La Terrasse

"La culture est une résistance à la distraction" Pasolini

Théâtre - Critique

Le Quai des brumes

Le Quai des brumes - Critique sortie Théâtre Paris Théâtre Essaïon
Philippe Nicaud et ses complices revisitent Le Quai des brumes. Crédit : Félix Lahache

Théâtre Essaïon / d’après le scénario de Jacques Prévert / adaptation, musique et mes Philippe Nicaud

Publié le 23 novembre 2017 - N° 260

Philippe Nicaud réussit le pari risqué de rendre Le Quai des brumes au théâtre, en adaptant le scénario original de Jacques Prévert pour la scène, pour un spectacle plein d’émotion et de poésie.

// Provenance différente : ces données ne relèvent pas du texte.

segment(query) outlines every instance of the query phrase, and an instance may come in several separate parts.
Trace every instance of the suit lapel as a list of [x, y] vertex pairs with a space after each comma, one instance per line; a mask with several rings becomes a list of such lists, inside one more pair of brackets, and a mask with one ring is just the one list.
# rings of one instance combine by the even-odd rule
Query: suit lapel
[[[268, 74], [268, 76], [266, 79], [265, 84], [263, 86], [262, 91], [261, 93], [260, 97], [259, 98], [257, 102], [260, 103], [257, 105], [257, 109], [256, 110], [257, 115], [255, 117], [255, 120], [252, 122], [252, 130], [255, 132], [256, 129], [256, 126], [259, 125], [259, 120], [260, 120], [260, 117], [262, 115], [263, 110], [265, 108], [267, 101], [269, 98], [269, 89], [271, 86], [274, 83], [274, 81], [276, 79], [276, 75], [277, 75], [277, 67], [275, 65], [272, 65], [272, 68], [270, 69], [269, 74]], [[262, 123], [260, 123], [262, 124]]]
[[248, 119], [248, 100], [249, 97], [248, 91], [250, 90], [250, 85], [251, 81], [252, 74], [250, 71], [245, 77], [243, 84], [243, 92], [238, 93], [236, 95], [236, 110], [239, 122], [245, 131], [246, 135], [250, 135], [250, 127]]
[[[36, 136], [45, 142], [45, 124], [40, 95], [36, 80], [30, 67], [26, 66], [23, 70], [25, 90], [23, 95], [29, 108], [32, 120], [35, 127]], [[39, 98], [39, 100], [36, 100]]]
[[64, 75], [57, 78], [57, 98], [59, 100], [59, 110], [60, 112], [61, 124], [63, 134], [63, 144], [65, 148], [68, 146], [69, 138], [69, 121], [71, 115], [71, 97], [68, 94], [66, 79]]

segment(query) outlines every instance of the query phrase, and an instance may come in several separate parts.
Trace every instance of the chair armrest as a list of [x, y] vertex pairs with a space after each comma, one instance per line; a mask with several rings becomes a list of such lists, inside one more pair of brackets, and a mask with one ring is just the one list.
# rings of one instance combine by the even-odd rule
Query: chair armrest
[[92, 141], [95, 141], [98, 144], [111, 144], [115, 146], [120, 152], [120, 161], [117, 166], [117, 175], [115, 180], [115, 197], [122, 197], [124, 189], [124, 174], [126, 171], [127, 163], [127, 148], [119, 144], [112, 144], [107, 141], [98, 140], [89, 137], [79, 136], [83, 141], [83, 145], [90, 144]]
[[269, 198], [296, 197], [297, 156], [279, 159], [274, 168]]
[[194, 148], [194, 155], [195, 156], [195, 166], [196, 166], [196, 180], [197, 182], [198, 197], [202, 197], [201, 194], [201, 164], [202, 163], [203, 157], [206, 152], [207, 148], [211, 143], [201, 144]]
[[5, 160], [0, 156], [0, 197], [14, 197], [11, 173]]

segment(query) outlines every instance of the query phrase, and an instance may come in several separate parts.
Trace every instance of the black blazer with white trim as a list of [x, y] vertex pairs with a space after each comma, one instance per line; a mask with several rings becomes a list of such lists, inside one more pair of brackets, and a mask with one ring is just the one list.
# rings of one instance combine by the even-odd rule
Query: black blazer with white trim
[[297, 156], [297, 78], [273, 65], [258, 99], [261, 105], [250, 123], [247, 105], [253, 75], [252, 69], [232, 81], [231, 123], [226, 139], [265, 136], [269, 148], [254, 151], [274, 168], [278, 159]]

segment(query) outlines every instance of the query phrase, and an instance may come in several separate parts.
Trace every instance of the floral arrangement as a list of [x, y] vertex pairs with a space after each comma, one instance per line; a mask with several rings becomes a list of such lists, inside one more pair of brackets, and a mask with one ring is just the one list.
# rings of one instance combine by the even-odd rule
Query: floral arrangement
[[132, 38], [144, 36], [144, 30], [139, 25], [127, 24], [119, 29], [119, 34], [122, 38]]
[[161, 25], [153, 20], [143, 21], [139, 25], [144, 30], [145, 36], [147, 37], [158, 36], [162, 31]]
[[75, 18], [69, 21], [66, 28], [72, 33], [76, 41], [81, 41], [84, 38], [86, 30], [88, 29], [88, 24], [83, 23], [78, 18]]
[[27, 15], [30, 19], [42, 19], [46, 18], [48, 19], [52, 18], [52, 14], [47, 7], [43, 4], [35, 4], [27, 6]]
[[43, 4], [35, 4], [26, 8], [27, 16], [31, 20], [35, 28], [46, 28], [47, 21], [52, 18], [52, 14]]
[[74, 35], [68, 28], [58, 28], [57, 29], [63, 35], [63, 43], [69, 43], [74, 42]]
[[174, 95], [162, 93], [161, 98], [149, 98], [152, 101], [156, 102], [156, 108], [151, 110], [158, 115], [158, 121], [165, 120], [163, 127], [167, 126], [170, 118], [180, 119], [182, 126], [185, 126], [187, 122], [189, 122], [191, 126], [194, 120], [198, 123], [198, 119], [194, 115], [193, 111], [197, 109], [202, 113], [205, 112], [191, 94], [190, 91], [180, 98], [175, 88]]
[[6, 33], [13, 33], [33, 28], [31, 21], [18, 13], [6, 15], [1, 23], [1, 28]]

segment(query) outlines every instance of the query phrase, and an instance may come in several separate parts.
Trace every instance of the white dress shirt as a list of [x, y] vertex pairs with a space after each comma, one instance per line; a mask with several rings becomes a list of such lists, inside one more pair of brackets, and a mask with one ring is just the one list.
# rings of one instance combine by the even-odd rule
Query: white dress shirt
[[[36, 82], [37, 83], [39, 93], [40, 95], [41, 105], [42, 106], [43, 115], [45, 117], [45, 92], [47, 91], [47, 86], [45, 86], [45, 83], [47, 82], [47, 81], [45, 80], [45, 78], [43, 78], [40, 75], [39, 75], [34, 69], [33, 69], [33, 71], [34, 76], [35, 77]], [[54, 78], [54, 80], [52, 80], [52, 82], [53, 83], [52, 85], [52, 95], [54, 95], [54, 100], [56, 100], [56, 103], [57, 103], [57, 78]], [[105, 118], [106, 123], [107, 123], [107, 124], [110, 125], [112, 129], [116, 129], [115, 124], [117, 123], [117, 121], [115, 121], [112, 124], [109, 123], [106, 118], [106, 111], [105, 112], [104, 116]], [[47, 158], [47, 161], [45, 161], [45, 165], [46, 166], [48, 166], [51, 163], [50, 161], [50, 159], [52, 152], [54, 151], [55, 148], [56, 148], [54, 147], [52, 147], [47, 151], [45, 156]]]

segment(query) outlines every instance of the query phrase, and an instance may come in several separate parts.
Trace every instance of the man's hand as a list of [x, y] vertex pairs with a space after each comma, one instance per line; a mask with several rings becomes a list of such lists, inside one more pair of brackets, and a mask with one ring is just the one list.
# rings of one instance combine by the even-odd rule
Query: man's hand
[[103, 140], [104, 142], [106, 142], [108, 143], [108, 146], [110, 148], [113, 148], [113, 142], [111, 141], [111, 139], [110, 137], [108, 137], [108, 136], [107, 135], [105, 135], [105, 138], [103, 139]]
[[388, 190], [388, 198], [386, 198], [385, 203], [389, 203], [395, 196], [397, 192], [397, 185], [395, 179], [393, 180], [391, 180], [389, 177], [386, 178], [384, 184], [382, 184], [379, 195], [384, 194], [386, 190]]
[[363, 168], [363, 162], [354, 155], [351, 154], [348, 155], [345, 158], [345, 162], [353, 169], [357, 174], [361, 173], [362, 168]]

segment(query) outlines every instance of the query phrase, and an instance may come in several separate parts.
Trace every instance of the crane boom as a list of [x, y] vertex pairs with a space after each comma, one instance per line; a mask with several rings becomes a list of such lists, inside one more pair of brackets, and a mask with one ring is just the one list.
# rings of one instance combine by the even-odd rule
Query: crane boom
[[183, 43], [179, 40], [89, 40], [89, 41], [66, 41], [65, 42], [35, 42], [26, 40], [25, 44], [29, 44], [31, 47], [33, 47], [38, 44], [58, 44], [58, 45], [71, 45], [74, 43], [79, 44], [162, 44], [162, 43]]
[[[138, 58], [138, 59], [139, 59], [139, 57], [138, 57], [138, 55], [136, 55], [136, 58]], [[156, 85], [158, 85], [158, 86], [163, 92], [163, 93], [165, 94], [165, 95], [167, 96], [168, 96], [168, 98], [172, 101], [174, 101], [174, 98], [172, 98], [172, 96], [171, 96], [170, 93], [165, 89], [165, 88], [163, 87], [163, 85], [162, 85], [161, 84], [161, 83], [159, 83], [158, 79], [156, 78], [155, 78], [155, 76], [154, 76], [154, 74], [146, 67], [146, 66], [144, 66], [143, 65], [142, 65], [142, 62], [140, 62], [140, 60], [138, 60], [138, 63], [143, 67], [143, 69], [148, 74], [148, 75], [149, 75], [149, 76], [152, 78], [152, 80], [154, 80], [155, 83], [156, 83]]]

« T’as de beaux yeux tu sais. » La réplique est culte, le film est célébrissime… On se souvient évidemment des yeux transparents et des boucles sages de Michèle Morgan, du chapeau de Jean Gabin repoussé sur la nuque et des prolos bien habillés dans un film fleurant bon le chromo populo et dont la violence demeure décente et retenue. Philippe Nicaud revisite le texte de Jacques Prévert et lui rend sa fièvre première. Le Quai des brumes est une histoire d’amour, mais c’est surtout une histoire de déveine et de débine : celle d’un petit gars auquel rien n’a jamais souri avant qu’il ne croise le regard de Nelly. Fabrice Merlo, en teigneux rogue et taiseux, tête rentrée dans les épaules et poing agile à la castagne, l’interprète avec une très forte émotion. Le Jean qu’il incarne n’a pas la gueule d’ange du beau Gabin, ni son charisme tranquille. C’est un gars comme il en poussait sur les barrières, dur à la peine et n’osant rien réclamer, faute de savoir remercier. Déserteur de l’armée coloniale, il arrive au Havre en espérant prendre le large et refaire sa vie au loin, pourquoi pas au Venezuela, vers lequel part le bateau de l’exil.

Sophistication scénique pour poésie simple

Mais il rencontre Nelly. Sara Viot donne à ce personnage une sensualité énigmatique qui fait merveille. Elle glisse entre les hommes de la troupe avec une sobre élégance, à la fois enfantine et brisée, jolie comme un cœur et pure comme le cristal. Philippe Nicaud, Idriss Hamida, Sylvestre Bourdeau se partagent les rôles masculins de la pièce. Tous sont blessés, torturés et tordus, mais chacun choisit son baume ou sa béquille. La peinture ou la musique (la « grande », que préfère le méchant Zabel, ou la petite, qu’interprète à l’accordéon le talentueux Pamphile Chambon), l’alcool, le cynisme ou la rêverie désabusée : tous sont seuls, tous sont malheureux. Jean, lui, a la chance de plaire à Nelly, mais l’amour est comme le malheur : il faut en avoir l’habitude pour pouvoir en supporter les effets. Comme dans une tragédie où le destin scelle ses implacables arrêts, Jean mourra, fauché par la main imbécile d’un encore plus misérable que lui. Blottie dans la petite salle de l’Essaïon, la troupe réunie par Philippe Nicaud donne vie à un spectacle remarquablement agencé, où le regard se pose sur les différentes scènes comme l’œil de la caméra sur les différents plans, suivant d’étape en étape la lente et douloureuse histoire de ces deux enfants qui s’aiment, avant que ne se referment les portes de la nuit sur leur triste et magnifique aventure.

Catherine Robert

A propos de l'événement

Le Quai des brumes
du vendredi 6 octobre 2017 au dimanche 14 janvier 2018
Théâtre Essaïon
6 Rue Pierre au Lard, 75004 Paris, France

Vendredi et samedi à 19h30 et dimanche à 18h. Tél : 01 42 78 46 42. Durée : 1h20.